It may be said upon this evidence, as said in the Ferguson Case, supra:
"The fact that the will was last seen in the custody of the testator, and was not found after his death in its accustomed place, constituted a cogent circumstance tending to prove its revocation. Indeed, the failure to find a will last seen in the control of the testator raises a presumption that it was destroyed by him for the purpose of revoking it."
As stated in section 388, 28 R. C. L. 385, the rule as to this is that "the evidence to overcome the presumption that a lost will was destroyed by the testator animo revocandi must be clear, satisfactory and convincing."
While section 4833, Kentucky Statutes, requires the revocatory acts, to which it alone gives effect, to be done by the testator himself, or caused to be done by him in his presence, and although, further, there was here no express or statutory revocation, because of the absence of any evidence tending to show that the will was destroyed by the testator himself, or caused by him to be destroyed in his presence, the rule yet applies that the intention to revoke must be inferred from the cogent circumstances tending to prove its revocation, that the will was last seen in the custody of the testator and was not found after his death in its accustomed place. Steele v.

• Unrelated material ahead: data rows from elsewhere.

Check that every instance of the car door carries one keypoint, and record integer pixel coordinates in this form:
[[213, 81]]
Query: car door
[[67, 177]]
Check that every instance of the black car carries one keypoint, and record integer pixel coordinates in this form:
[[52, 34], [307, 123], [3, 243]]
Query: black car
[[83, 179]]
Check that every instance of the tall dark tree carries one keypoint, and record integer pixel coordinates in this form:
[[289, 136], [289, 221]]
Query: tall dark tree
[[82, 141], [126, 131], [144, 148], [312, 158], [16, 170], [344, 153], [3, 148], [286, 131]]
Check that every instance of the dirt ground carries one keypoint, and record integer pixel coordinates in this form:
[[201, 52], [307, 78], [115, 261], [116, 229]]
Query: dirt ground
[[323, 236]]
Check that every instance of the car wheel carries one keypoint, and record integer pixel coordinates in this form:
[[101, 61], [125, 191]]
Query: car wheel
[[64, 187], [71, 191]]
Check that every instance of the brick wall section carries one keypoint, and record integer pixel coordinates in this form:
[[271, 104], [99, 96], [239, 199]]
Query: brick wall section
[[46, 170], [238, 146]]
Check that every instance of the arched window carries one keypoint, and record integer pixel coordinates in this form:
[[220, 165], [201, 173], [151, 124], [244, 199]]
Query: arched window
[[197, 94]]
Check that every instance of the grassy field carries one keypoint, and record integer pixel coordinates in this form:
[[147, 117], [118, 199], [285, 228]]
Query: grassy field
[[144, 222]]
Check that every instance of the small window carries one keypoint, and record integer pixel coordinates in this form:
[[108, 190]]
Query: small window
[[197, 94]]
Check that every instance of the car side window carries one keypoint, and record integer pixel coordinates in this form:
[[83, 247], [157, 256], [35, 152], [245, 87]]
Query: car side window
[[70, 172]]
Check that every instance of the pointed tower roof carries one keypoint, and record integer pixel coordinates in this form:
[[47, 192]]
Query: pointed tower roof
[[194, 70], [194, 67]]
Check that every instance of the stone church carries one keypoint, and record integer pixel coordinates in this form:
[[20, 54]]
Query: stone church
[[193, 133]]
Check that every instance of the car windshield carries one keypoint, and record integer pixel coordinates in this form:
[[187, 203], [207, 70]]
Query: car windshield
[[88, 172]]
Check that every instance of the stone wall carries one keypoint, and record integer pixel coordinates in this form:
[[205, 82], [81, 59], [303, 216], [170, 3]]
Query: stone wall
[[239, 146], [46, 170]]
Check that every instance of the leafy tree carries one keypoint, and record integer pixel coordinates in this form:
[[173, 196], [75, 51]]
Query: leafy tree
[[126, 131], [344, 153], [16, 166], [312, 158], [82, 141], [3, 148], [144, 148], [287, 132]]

Price et ux., 44 Ky. 58, 5 B. Mon. 58.
Wherefore, we are of the opinion, for the reasons stated, that the judgment of the Knox circuit court, reversing that of the Knox county court and ruling that the papers offered in evidence as the lost will and codicil of the deceased, Alexander Sevier, were not sufficiently shown by the evidence to be his last will and codicil thereto and that he departed this life intestate, should be, and it is, affirmed.